The taxpayer must notify the Commissioner in writing that he or she elects into this treatment by 31 January 2012, or, if it falls after that, in the tax year the insurance payout is calculated. Written notice must also be given in each subsequent year the income is suspended.
If a replacement asset is purchased or built before 31 March 2016, a portion of the asset’s cost is removed from the suspended recovery income and is also taken off the cost base for depreciation of the asset.
The effect of this is to roll over the depreciation claimed on the destroyed asset into the cost base of the new asset. If the asset is a building, the replacement building has to be in greater Christchurch (that is, Christchurch City, Selwyn District, and Waimakariri District).
If there are multiple assets in a single class that are destroyed, the relief is limited to the cost of the destroyed assets. The depreciation recovery income is allocated to assets purchased each year on a “first-in, first out” basis until the suspended recovery income is exhausted. Assets will then be depreciated normally.
Taxpayers may be able to manage the order in which they acquire replacement assets so as to reduce the cost base of the replacement assets with lower depreciation rates.
Expenses incurred in construction before 31 March 2016 count towards this treatment, but expenses incurred afterward will not. We recommend taxpayers seek specific tax advice if they are concerned that significant rebuilding expenditure may be incurred after that date.
Any outstanding amount of suspended recovery income on 31 March 2016 will become income of the person on that date. It will also become income of the taxpayer if the taxpayer decides not to replace the asset or becomes insolvent.
A taxpayer buys a building for $1,000,000 in 1996, and its depreciated tax book value by 2011 is $700,000. The building is destroyed following the earthquakes and the taxpayer receives an insurance payout of $1,100,000. Normally the taxpayer would have depreciation recovery income of $300,000, being the difference between the cost of the building and its depreciated value, and a non-taxable receipt of $100,000.
If the taxpayer elects into the new regime, and builds or purchases a replacement building for $1,100,000, the $300,000 will not be depreciation recovery income for the taxpayer. In addition, the cost of the building, for depreciation purposes, will be reduced by $300,000 to $800,000. The net effect of this treatment is to roll over the depreciation already claimed into the replacement asset and defer recognition of any depreciation recovery income until that asset is sold.

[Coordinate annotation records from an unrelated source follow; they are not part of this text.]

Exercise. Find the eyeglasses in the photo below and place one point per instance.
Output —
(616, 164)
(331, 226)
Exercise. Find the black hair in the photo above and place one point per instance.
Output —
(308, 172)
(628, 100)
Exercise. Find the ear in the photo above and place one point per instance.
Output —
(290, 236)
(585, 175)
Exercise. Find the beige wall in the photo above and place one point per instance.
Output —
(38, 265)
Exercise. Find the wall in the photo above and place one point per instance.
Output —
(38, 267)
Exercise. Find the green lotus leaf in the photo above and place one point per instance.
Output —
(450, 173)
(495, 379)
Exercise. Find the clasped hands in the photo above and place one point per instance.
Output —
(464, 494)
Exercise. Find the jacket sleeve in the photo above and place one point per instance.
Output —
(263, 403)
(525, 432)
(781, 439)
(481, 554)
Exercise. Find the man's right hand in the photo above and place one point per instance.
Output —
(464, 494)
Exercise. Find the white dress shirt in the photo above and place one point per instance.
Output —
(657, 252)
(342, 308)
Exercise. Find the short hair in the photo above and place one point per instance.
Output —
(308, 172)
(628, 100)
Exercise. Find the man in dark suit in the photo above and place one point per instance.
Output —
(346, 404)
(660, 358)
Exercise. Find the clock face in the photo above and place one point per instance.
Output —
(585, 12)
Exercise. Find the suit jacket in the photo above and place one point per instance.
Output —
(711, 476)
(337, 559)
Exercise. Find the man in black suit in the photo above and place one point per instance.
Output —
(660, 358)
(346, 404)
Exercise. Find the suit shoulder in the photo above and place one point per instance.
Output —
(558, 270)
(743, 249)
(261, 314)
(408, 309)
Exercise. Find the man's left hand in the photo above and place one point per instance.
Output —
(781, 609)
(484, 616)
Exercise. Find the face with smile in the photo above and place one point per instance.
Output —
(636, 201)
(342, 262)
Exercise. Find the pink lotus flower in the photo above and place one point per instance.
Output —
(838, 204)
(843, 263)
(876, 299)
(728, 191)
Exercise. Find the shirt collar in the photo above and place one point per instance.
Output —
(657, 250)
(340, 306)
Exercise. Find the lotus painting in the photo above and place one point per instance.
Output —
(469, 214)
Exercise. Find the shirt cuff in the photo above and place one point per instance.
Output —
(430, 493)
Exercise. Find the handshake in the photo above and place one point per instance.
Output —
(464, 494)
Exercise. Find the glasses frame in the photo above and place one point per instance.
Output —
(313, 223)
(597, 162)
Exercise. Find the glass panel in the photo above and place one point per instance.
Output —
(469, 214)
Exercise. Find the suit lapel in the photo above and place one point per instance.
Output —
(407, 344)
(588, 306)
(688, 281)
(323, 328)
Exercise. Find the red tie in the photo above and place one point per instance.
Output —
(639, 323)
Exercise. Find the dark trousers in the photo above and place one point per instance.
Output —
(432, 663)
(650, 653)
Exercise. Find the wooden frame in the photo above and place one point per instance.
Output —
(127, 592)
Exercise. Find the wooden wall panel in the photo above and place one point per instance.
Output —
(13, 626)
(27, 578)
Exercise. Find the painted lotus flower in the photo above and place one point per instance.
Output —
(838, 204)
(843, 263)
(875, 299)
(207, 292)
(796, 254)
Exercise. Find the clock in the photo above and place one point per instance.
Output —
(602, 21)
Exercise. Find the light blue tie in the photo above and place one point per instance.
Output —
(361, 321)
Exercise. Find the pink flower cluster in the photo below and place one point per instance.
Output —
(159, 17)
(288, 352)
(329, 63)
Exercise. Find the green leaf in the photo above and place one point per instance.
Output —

Relief for destroyed revenue-account buildings
A very similar treatment applies to buildings that are held on revenue account. Most businesses will not hold their buildings on revenue account unless they are property developers or speculators.
An insurance payout, to the extent it exceeds the building’s purchase price, would usually be completely taxable. The new regime allows a taxpayer to suspend this income (by giving written notice to the Commissioner as above) where the taxpayer intends to use the insurance proceeds to acquire a replacement building. When calculating any profit or loss on the sale of the replacement building, its cost will be reduced by the amount of suspended recovery income.
The effect of this is to defer the tax recognition of this insurance payout until the sale (or destruction) of the replacement building.
Any unused suspended recovery income will be income if the taxpayer no longer intends to replace the property, or becomes bankrupt or insolvent. It will also become income on 31 March 2016, which may pose problems for those who intend to replace by reconstructing. We recommend taxpayers seek advice on how to structure their transactions to ensure they get the benefit of this relief.
Change in timing for business impairment compensation
Before the amended legislation, insurance payouts had to be “matched” to the loss that was incurred — that is, the income had to be recognised in the same income year as the loss.1
The amending Act changes this for insurance or compensation received for the loss of profits due to business interruption or impairment. The new rule is that these payouts are taxable when they are received, or when they are able to be estimated, whichever is earlier.
This treatment only applies to the extent the compensation is for loss of profits and applies to all taxpayers, not just those in Canterbury, for amounts received after 4 September 2010.